Article « Le Train de la Marseillaise »

Légende :

Extrait du numéro 1 du journal Le Patriote enchaîné daté du 11 novembre 1943.

Genre : Image

Type : Presse clandestine

Source : © Musée de l’Histoire vivante, à Montreuil Droits réservés

Détails techniques :

Dimensions du journal : 21 x 26,5 cm. Dimensions de l’extrait : 10,5 x 26,5 cm.

Lieu : France - Nouvelle-Aquitaine (Aquitaine) - Lot-et-Garonne - Villeneuve-sur-Lot

Ajouter au bloc-notes

Analyse média

Cet article intitulé « Le Train de la Marseillaise » est extrait du numéro 1 du journal Le Patriote enchaîné daté du 11 novembre 1943. Parmi les journaux réalisés clandestinement à la centrale d’Eysses par les détenus politiques entre octobre 1943 et mai 1944, neuf ont été conservés. Il s’agit de quatre numéros de l’Unité, organe des embastillés d’Eysses, de deux numéros du Patriote enchaîné, organe des emprisonnés politiques de la centrale d’Eysses. Deux autres journaux sont spécifiquement adressés aux jeunes : Le jeune enchaîné, organe des jeunes patriotes emprisonnés à la centrale d’Eysses, le n°2 du Bulletin des jeunes, bulletin des JC emprisonnés à Eysses, seul journal officiellement communiste, daté de janvier 1944. Si Le Patriote enchaîné est le titre le plus fréquent parmi les journaux confectionnés dans les différentes prisons, l’Unité fut inventé par les détenus à la maison d’arrêt Saint Paul de Lyon avant d'être exporté à Eysses.

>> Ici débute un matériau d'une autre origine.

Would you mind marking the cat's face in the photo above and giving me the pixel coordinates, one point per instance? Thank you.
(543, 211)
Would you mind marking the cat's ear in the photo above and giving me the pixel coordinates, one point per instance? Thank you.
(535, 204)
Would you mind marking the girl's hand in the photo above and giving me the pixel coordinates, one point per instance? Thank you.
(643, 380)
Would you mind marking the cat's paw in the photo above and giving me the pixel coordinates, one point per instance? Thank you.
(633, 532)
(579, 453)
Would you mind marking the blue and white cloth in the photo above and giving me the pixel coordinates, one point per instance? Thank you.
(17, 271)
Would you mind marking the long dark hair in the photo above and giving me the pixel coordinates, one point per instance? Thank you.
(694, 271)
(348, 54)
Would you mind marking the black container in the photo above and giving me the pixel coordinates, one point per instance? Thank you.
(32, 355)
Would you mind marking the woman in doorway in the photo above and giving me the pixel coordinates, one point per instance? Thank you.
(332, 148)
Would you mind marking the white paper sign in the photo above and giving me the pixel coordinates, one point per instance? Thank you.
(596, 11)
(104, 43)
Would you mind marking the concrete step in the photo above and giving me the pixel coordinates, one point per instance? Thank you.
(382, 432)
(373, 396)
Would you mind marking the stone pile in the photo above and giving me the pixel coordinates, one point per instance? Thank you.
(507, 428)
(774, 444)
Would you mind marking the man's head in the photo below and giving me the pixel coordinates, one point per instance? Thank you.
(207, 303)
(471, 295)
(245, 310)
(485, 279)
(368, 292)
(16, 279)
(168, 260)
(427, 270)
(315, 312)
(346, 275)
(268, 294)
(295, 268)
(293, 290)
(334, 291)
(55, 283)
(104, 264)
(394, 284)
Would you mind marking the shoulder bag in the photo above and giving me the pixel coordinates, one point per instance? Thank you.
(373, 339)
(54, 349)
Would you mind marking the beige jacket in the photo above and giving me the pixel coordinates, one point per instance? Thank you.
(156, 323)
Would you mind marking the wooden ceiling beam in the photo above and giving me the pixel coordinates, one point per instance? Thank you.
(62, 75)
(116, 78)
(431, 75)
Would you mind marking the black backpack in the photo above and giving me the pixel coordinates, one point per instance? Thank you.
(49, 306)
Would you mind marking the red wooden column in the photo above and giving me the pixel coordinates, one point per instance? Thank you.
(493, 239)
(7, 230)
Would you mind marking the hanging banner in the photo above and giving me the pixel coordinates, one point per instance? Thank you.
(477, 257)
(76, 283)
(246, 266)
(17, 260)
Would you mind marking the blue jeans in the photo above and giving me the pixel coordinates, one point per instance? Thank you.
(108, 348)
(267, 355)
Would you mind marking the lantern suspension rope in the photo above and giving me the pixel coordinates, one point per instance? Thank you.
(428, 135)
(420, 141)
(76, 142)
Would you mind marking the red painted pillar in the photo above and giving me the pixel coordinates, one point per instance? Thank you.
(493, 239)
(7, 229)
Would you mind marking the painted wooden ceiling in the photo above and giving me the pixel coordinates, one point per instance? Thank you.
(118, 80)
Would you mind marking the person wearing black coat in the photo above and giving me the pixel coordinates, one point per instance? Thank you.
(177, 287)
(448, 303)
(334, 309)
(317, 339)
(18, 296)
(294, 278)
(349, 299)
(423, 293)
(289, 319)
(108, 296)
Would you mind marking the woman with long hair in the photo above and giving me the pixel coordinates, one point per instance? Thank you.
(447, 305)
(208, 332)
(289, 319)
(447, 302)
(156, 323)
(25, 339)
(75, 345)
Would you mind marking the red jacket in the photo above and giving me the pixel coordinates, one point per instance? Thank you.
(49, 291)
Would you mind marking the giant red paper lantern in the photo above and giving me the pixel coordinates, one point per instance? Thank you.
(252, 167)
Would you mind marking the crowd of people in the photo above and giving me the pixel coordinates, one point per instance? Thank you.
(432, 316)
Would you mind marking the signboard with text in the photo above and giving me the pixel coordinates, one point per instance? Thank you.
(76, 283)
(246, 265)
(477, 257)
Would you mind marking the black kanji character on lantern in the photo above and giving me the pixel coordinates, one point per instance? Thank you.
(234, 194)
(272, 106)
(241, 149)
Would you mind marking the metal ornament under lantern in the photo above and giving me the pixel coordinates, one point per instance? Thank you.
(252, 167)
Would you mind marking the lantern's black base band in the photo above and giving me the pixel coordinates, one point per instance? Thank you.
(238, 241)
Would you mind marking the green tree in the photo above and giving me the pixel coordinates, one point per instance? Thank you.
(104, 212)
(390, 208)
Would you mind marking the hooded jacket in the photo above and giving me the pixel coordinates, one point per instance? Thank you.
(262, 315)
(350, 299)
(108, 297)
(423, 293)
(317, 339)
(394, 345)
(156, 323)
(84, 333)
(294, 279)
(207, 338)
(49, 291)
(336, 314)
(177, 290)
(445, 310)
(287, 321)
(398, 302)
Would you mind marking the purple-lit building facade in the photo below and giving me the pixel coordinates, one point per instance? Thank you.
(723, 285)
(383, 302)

L’article ici présenté occupe un peu moins de la moitié de la page. Il est composé d’une colonne entière (la 3e colonne de la page) et d’une dizaine de lignes sur la dernière colonne. Le tout est surmonté d’un dessin patriotique reproduisant « la Marseillaise » de Rude, haut-relief sur le thème du départ des volontaires de 1792 situé sur l’un des pieds de l’Arc de Triomphe. Cette allégorie est symbolique par le fait que ce sont ces volontaires qui ont arrêté l'invasion prussienne à Valmy en 1792, première victoire de l’armée révolutionnaire. Il y a donc là un parallèle d’une part entre l’occupant allemand et l’envahisseur prussien, et d’autre part entre les résistants et les volontaires de 1792. Les bandeaux tricolores situés de part et d’autre du dessin renforcent le caractère patriotique de celui-ci. Enfin, le train représente le convoi spécial formé en octobre 1943 pour rassembler les détenus politiques des prisons de zone Sud pour les concentrer à la centrale d’Eysses. Sur le dessin, le train suit la voie désignée par l’épée brandie par la Marseillaise, la voie vers la victoire et la liberté. Le texte, quant à lui, rappelle le nom des gares traversées par ce convoi qui rassembla sur son parcours de nombreux résistants incarcérés dans les prisons de zone Sud pour les concentrer à Eysses. Son également évoqués les chants et cris des résistants le composant ainsi que les réactions et le soutien des habitants des villes traversées: « Ici ce sont des cheminots qui sous leurs visages noircis, tendus vers nous, nous manifestent leur sympathie ; là des femmes, des gosses, ne pouvant retenir leurs larmes fondent en pleurs. Des gens de toutes conditions sociales, émus jusqu’au plus profond d’eux-mêmes, font appel à mille stratagèmes pour témoigner leur affection ».


D'après l'ouvrage de Corinne Jaladieu, La prison politique sous Vichy. L’exemple des centrales d’Eysses et de Rennes, L’Harmattan, 2007.

Contexte historique

Le transfert massif des résistants vers la centrale d’Eysses les 15 et 16 octobre 1943 constitue l’acte de naissance du Collectif d’Eysses. Les premiers numéros de l’Unité, du Patriote enchaîné et du Jeune enchaîné lui consacrent un article, on lui trouve un titre fédérateur : « le train de la Marseillaise » ou « le train des patriotes ». Les slogans vengeurs : « Laval au poteau », « vive de Gaulle », « vive l’armée rouge » et les chants patriotiques ou révolutionnaires : La Marseillaise, L’Internationale lancés par des « patriotes enchaînés » ont transformé ce transfert de prisonniers en une manifestation de Résistance. Mais la plus grande satisfaction pour ces détenus enchaînés sont les manifestations de sympathie de la population rencontrée dans toutes les gares traversées. Ressenti comme une victoire commune par tous les participants, première étape d’un combat à poursuivre, ce transfert a bien la vocation d’événement fondateur du Collectif.


D'après l'ouvrage de Corinne Jaladieu, La prison politique sous Vichy. L’exemple des centrales d’Eysses et de Rennes, L’Harmattan, 2007.